Monday, August 06, 2007

Art and Christianity (a nice broad title)

This article by Camille Paglia caught my attention (thank you, WorldMagBlog)--and she says art needs religion. The article does get crude in places, and also she's overly hard on the Puritans, but if you're up for it, as Dr. Bates put it, just blush and keep reading.

As for my two cents: yes, Protestants tend to be dismal at the visual arts per se. We just don't do that. I live in Northern New Mexico, and I love the way artistic whatsits pop out of the woodwork--literally, most of the time. I get a kick out of adobe and tile and murals, and the restaurants and coffee shops selling original paintings as a matter of course, and how Santa Fe fights graffiti on the power boxes by preemptively spray-painting odd designs on them. And I have frequently noticed how the artistically interesting stuff generally comes from people with whom I disagree theologically, philosophically, and/or morally. I would love it if we could put paintings of the saints in our church hallways--but I doubt that's going to happen.

But there are hopeful signs.

Scrapbooking is one of them. My church ladies, a whole contingent of them, are skilled scrapbookers. It may not be "high art," yet, but it's particular and a labor of love, and I suspect the itinerant Italian church painters weren't actually that "high" themselves--sort of like Shakespeare, who gets a halo of greatness that almost blots out his earthier moments.
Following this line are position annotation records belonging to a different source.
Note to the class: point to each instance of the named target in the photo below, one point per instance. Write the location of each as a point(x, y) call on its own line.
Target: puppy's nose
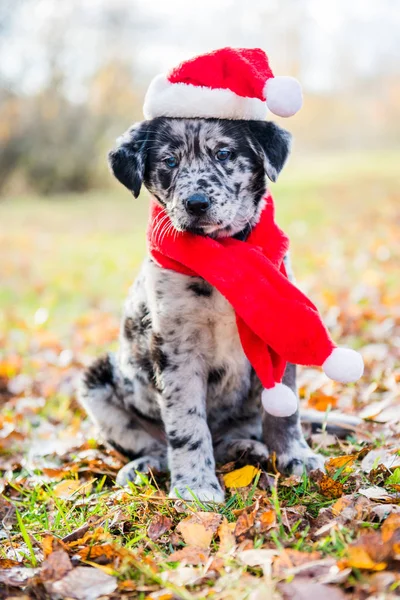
point(197, 204)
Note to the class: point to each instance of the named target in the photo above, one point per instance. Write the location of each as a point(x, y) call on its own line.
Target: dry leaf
point(340, 462)
point(244, 523)
point(192, 555)
point(7, 563)
point(67, 488)
point(302, 588)
point(56, 566)
point(266, 521)
point(330, 488)
point(358, 558)
point(199, 528)
point(320, 401)
point(226, 536)
point(241, 477)
point(388, 458)
point(158, 526)
point(374, 493)
point(390, 526)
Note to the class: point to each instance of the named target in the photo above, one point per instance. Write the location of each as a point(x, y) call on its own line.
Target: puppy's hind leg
point(103, 394)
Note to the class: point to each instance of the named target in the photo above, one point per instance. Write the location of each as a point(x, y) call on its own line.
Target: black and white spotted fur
point(180, 394)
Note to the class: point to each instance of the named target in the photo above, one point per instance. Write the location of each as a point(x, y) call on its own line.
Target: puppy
point(180, 393)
Another thing: Paglia caught onto the rise of homeschooling, but she didn't mention how artistic they can be. Not all of them, of course, any more than all public schoolers are. But a lot of my homeschooled acquaintances are very accomplished musicians, or literary critics, or authors, or pencil-sketchers, or actors and directors, or filmmakers, or dancers. Homeschoolers are quirky, but they tend to follow what they love creatively.

We may not make murals of the saints, but we do make movies about them, fact and fiction, and some of the movies are even pretty decent. Just off hand, I can remember Amazing Grace, The Passion (all right, which is of Christ Himself), End of the Spear, and Second Chance.

Paglia is exactly right that we've mostly cut ourselves off from the artistic tradition, and that ought to be remedied. But people create: it's an imago Dei thing, and they can't help it. Art is not dead in evangelical circles, but maybe it's a little--blind?